Some common microaggressions are:

  • Where are you really from?
  • Stop being bossy (to a woman).
  • Let me explain that to you (or you would not understand).
  • Your English is so good (as if surprised).
  • You don’t act like a normal (BIPOC, woman, disability, LGBTQ+) person.
  • I don’t see you as a (BIPOC, woman, disability, LGBTQ+)
  • Can I touch your hair?
  • Is that a (BIPOC) culture thing?
  • Tell us what it is like to be (BIPOC, woman, disability, LGBTQ+).

Other common exclusionary behaviors are interruptions, taking credit for someone else’s idea, or splaining to someone else. There are many flavors of splaining – mansplaining, whitesplaining, straightsplaining, and non-disabled explaining. Splaining is when the majority group explains what it’s like to be someone from an underrepresented group when they don’t have the context of those lived experiences.

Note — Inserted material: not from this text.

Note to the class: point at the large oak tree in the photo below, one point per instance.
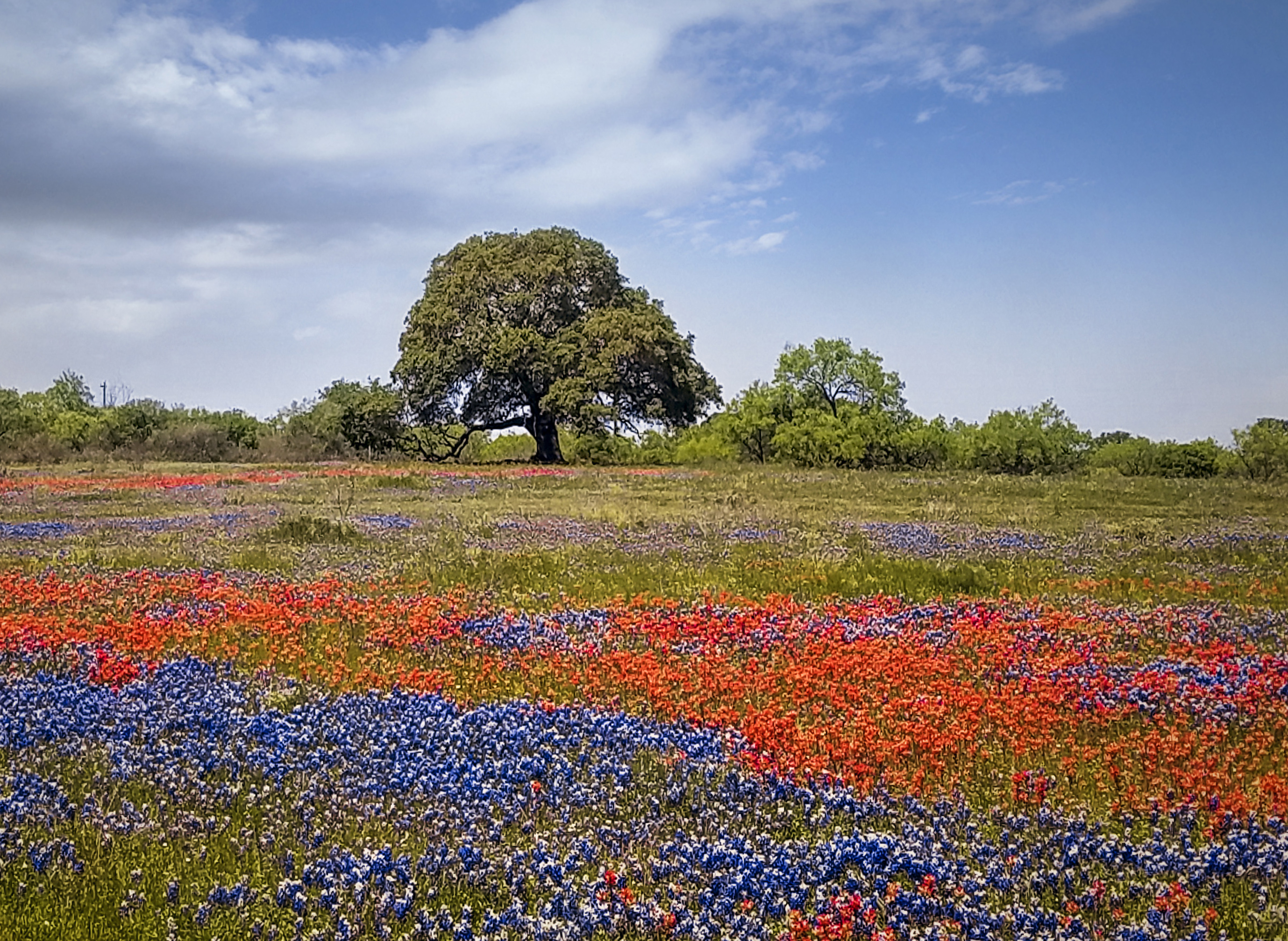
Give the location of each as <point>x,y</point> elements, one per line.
<point>538,330</point>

Inclusive leaders don’t make assumptions
To lead inclusively, it is important not to assume you know what it’s like to be the other person or make broad assumptions based on their limited lens. You might be thinking to yourself, do people actually say these things out loud? I was teaching an unconscious bias workshop last month, and white male participants were shocked that women would be looked over for a promotion while pregnant (which is also illegal). My response – ask a woman if they can relate or have heard a story about that happening and my bet is they would confirm just how shockingly common that experience is, even in 2022.

The toll that these non-inclusive behaviors take is cumulative. One or two are easier to shrug off than three or four. And, after several, people hit a tipping point. This is known as weathering. Weathering is the aggregated impact of racism, from systemic to interpersonal, leading to premature biological aging and worse health outcomes for Black people.

When we stand by and let exclusionary behavior happen, we are bystanders. By definition, if you are not speaking up when bad things happen you are contributing to the problem.

Call people in to be better
Inclusive leadership means saying something when non-inclusive things happen on your watch. If someone says something or does something that’s not inclusive to someone when they are present, inclusive leaders take action.

Consider asking yourself these questions to mentally prepare to call someone in:

  • What if I say nothing?
  • Am I okay with this happening again?
  • What if my child/friend did this?

By reflecting on these thought questions, you deepen your thinking and move beyond a primal emotional reaction to a more well-thought-out response. You can choose your words more carefully and practice empathy towards the person that needs help understanding why their behavior was harmful. More importantly, it signals to the people around witnessing the behavior that this is not okay. And, it creates safety for the person that’s being minimized. They feel like someone’s got their back.

Practice calling people in with these talk tracks:

  • What did you mean when you said…
  • I have a different perspective.
  • Help me understand how we made that decision.
  • What if (gender, race, ethnicity, disability, and sexual orientation) were flipped, would that still make sense?

I also like Dolly Chugh‘s advice to simply say “ouch” or “woah” to break up the conversation and quickly let people know that what they said or did is not okay. Inclusive leaders know that their actions matter. Not taking action on exclusion is the same as saying it is okay to happen again. Practice watching out for non-inclusive behavior and calling people in to be better.